Проснувшись, она почувствовала себя отдохнувшей и из приглушенных разговоров вокруг поняла, что и прочие пассажиры оправились наконец от морской болезни. Заслышав уже знакомый скрип откидывающегося деревянного люка, Мереуин с надеждой подняла глаза. Грубый голос разрешил обитателям трюма подняться наверх.
Выйдя на палубу, она едва поверила своим глазам, так тихи были синие воды после недавно бушевавшей бури. По лазурному небу плыли пухлые белые облачка, теплый бриз игриво перебирал золотые завитки у нее на висках. Девушка подняла лицо к солнцу, надеясь впитать живительную силу его лучей. Усталости как не бывало, молодое тело трепетало от жажды жизни. Мереуин начала, как обычно, быстро ходить по палубе в раздувающемся от ветра красно-коричневом платье.
– Мисс Макэйлис?
Она вопросительно оглянулась на боцмана, который был уже хорошо знаком большинству пассажиров судна. Он был моложе других членов команды «Горянки» и, на взгляд Мереуин, более вежливым и образованным. Среднего роста молодой человек имел приятные черты лица и спокойные, несуетливые манеры, выдававшие натуру сильную и честную.
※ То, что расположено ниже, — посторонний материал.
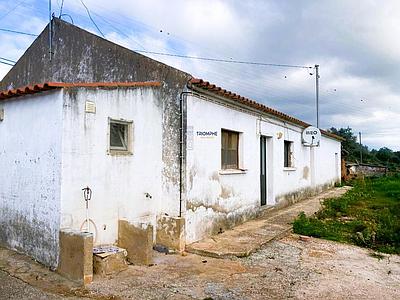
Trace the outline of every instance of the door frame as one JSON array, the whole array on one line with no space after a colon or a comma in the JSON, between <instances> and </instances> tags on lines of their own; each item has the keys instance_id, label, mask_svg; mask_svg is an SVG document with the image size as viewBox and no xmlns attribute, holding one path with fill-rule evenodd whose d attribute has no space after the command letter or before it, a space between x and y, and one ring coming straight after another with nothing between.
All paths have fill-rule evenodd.
<instances>
[{"instance_id":1,"label":"door frame","mask_svg":"<svg viewBox=\"0 0 400 300\"><path fill-rule=\"evenodd\" d=\"M267 172L267 137L260 136L260 205L267 205L268 201L268 172Z\"/></svg>"}]
</instances>

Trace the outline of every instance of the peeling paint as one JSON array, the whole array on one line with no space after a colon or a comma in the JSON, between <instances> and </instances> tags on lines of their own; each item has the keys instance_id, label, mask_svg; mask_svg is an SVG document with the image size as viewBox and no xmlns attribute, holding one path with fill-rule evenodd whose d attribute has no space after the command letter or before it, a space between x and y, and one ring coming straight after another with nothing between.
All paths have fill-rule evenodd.
<instances>
[{"instance_id":1,"label":"peeling paint","mask_svg":"<svg viewBox=\"0 0 400 300\"><path fill-rule=\"evenodd\" d=\"M211 97L207 95L207 97ZM221 129L240 132L239 167L221 170L221 139L194 137L193 150L187 152L188 190L186 205L187 242L231 228L263 213L260 200L260 133L267 138L267 205L285 206L326 189L335 181L335 153L340 143L322 138L315 149L316 187L310 179L310 148L301 142L301 129L287 124L263 122L254 126L257 116L226 105L216 98L188 98L188 120L194 131ZM201 117L206 116L206 117ZM258 132L257 130L261 132ZM285 132L293 141L294 166L284 168L284 141L274 132ZM218 135L219 136L219 135ZM194 172L195 170L195 172Z\"/></svg>"},{"instance_id":2,"label":"peeling paint","mask_svg":"<svg viewBox=\"0 0 400 300\"><path fill-rule=\"evenodd\" d=\"M308 166L304 166L303 168L303 179L307 180L310 173L310 168Z\"/></svg>"},{"instance_id":3,"label":"peeling paint","mask_svg":"<svg viewBox=\"0 0 400 300\"><path fill-rule=\"evenodd\" d=\"M0 126L0 244L58 263L62 92L4 101ZM46 130L43 130L46 128ZM40 141L40 142L38 142Z\"/></svg>"}]
</instances>

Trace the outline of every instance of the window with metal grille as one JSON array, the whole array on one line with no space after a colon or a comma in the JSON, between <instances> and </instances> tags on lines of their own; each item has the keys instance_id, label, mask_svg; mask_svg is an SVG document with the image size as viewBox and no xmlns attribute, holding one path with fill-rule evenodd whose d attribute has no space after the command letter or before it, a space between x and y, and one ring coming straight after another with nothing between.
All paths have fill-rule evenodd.
<instances>
[{"instance_id":1,"label":"window with metal grille","mask_svg":"<svg viewBox=\"0 0 400 300\"><path fill-rule=\"evenodd\" d=\"M284 167L290 168L293 167L292 164L292 145L293 142L284 141Z\"/></svg>"},{"instance_id":2,"label":"window with metal grille","mask_svg":"<svg viewBox=\"0 0 400 300\"><path fill-rule=\"evenodd\" d=\"M109 119L109 150L111 154L131 154L132 121Z\"/></svg>"},{"instance_id":3,"label":"window with metal grille","mask_svg":"<svg viewBox=\"0 0 400 300\"><path fill-rule=\"evenodd\" d=\"M221 168L239 169L239 132L222 130Z\"/></svg>"}]
</instances>

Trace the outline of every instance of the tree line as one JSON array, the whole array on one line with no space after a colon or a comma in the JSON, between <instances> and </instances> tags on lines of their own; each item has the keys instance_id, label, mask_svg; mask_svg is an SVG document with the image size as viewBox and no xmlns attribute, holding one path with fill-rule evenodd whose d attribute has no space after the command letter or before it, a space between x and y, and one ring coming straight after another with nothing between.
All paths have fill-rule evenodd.
<instances>
[{"instance_id":1,"label":"tree line","mask_svg":"<svg viewBox=\"0 0 400 300\"><path fill-rule=\"evenodd\" d=\"M332 127L329 132L341 136L342 149L344 149L346 162L362 163L386 166L389 170L400 169L400 151L393 151L388 147L382 147L379 150L369 149L368 146L360 145L357 142L357 135L353 133L350 127L336 129Z\"/></svg>"}]
</instances>

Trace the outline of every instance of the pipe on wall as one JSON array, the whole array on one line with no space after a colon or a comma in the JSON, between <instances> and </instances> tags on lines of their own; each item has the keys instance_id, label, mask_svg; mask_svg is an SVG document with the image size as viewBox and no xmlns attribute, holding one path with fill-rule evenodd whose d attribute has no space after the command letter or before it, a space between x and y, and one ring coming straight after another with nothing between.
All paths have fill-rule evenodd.
<instances>
[{"instance_id":1,"label":"pipe on wall","mask_svg":"<svg viewBox=\"0 0 400 300\"><path fill-rule=\"evenodd\" d=\"M185 109L185 100L187 99L187 95L192 94L192 92L181 92L179 95L179 114L180 114L180 136L179 136L179 217L182 217L182 202L183 202L183 167L184 167L184 159L185 159L185 151L184 149L185 143L185 134L186 134L186 123L184 116L186 115Z\"/></svg>"}]
</instances>

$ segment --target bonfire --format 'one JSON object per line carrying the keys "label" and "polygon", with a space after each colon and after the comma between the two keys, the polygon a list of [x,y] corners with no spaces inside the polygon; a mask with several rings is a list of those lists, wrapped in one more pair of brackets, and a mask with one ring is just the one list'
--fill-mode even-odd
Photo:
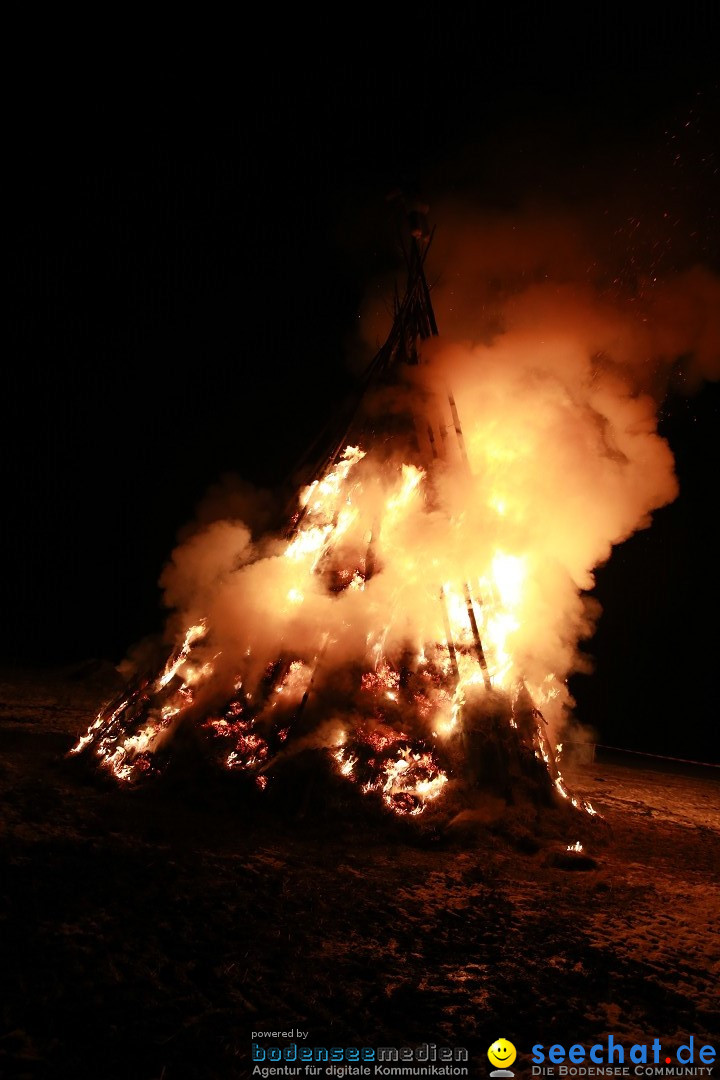
{"label": "bonfire", "polygon": [[258,538],[223,522],[190,541],[193,558],[168,572],[165,661],[71,751],[119,783],[161,773],[191,725],[258,792],[312,749],[401,816],[453,786],[594,814],[559,768],[567,671],[545,667],[542,639],[523,630],[544,612],[558,632],[534,544],[542,523],[524,504],[538,444],[492,400],[463,415],[433,362],[432,236],[412,224],[390,332],[284,530]]}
Наблюдая за его работой на палубе, когда он посылал матросов на реи регулировать такелаж и паруса, Мереуин часто гадала, осведомлен ли он о преступной деятельности капитана Кинкейда. Временами ей казалось, что он человек честный и будет потрясен, узнав правду, но она не осмеливалась подойти к нему с этим вопросом, все же сомневаясь в своих предположениях и опасаясь усугубить свое положение попыткой завоевать его доверие.
Боцман редко заговаривал с ней, однако кивал при случае, а однажды даже дружелюбно улыбнулся.